On the one occasion that Australia won a decision against Cook from the umpire Marais Erasmus it was overturned on review; the caught-behind verdict off Siddle's bowling was shown on replay to have come off Cook's arm. Not that Australia had anyone to blame but themselves for failing to make more than two breakthroughs throughout the day, as they gave Trott three lives before he was eventually caught for 78 flicking Ryan Harris to Michael Clarke at midwicket.
Doherty missed an opportunity to run out Trott on 6, when his throw from square leg flew a metre wide of the stumps. Trott had enjoyed a direct hit from an almost identical position on the first morning to remove Simon Katich, which sparked Australia's top-order collapse.
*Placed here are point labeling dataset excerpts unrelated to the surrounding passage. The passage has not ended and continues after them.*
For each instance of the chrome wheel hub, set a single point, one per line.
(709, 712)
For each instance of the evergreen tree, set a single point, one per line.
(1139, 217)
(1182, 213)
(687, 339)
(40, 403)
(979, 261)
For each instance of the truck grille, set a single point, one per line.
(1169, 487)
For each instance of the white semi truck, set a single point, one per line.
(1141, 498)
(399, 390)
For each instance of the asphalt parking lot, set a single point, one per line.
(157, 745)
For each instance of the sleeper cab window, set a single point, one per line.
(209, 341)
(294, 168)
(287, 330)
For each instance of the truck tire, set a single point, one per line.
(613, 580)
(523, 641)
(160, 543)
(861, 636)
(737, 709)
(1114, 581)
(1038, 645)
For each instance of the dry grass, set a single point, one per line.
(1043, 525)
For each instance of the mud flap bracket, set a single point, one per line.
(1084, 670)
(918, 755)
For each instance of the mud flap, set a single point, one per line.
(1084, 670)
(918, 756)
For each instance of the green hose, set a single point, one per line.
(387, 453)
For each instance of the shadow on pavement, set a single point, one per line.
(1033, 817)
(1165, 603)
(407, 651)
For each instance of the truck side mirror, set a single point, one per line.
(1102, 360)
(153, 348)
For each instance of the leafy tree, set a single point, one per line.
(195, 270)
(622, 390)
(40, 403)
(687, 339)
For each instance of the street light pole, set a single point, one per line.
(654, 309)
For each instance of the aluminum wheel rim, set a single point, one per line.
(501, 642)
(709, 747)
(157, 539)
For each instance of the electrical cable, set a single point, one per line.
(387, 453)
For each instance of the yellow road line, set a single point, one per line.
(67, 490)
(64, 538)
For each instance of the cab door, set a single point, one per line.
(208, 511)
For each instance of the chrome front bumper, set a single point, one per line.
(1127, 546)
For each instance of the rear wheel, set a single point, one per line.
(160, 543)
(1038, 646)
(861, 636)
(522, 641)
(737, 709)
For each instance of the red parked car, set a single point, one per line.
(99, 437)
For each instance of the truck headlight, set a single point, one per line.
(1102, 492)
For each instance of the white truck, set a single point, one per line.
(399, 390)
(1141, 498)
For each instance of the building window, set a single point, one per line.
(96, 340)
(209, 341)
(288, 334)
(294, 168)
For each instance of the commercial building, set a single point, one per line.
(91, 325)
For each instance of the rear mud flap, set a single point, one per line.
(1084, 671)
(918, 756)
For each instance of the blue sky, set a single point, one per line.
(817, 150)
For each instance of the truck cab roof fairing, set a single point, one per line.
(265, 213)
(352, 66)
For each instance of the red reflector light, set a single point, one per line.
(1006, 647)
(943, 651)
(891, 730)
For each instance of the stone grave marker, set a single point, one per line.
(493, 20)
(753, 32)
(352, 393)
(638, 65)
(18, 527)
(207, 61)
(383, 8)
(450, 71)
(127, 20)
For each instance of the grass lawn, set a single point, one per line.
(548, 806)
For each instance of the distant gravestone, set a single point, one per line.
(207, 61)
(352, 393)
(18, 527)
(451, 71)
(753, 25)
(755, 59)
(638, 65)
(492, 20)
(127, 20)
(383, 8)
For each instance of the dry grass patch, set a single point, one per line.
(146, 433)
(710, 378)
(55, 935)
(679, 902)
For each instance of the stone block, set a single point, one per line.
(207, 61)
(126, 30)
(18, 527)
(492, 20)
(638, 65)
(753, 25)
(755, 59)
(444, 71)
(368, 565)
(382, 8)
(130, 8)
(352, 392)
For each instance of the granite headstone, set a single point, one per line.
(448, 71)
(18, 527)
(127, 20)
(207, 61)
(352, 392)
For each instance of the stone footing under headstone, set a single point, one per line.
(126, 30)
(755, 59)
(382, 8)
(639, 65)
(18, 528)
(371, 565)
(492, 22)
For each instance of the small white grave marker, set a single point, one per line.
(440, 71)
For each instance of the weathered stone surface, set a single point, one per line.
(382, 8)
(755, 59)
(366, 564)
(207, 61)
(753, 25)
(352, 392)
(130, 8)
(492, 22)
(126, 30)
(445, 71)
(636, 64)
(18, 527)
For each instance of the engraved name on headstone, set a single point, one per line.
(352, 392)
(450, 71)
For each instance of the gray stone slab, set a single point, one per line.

The side-on chance for Doherty was tough, but Michael Hussey had no such excuse.
Trott was on 10 when his edge flew low to gully, where Hussey dropped a catch he would normally have swallowed. Australian shoulders slumped, and it allowed Trott and Cook to build a 173-run stand that should have ended a fraction earlier, when Brad Haddin dropped a reasonably simple chance down leg side off Harris when Trott was on 76.
The runs had been flowing freely earlier in the day, when Australia's fast men fed Trott's leg-side habit with alarming generosity. Trott was in a positive frame of mind, fresh from his century at the Gabba, and he drove and flicked boundaries through the on-side with ease. During the middle of the first session England were moving at a limited-overs run-rate, adding 44 in a six-over period that sapped much of the positive vibe they'd enjoyed by removing Andrew Strauss in the first over.
In his first over of an Ashes Test, Doug Bollinger attacked the top of off stump and Strauss was bowled not offering a shot. It was the high-point of Australia's day, and it came from the third ball of the morning.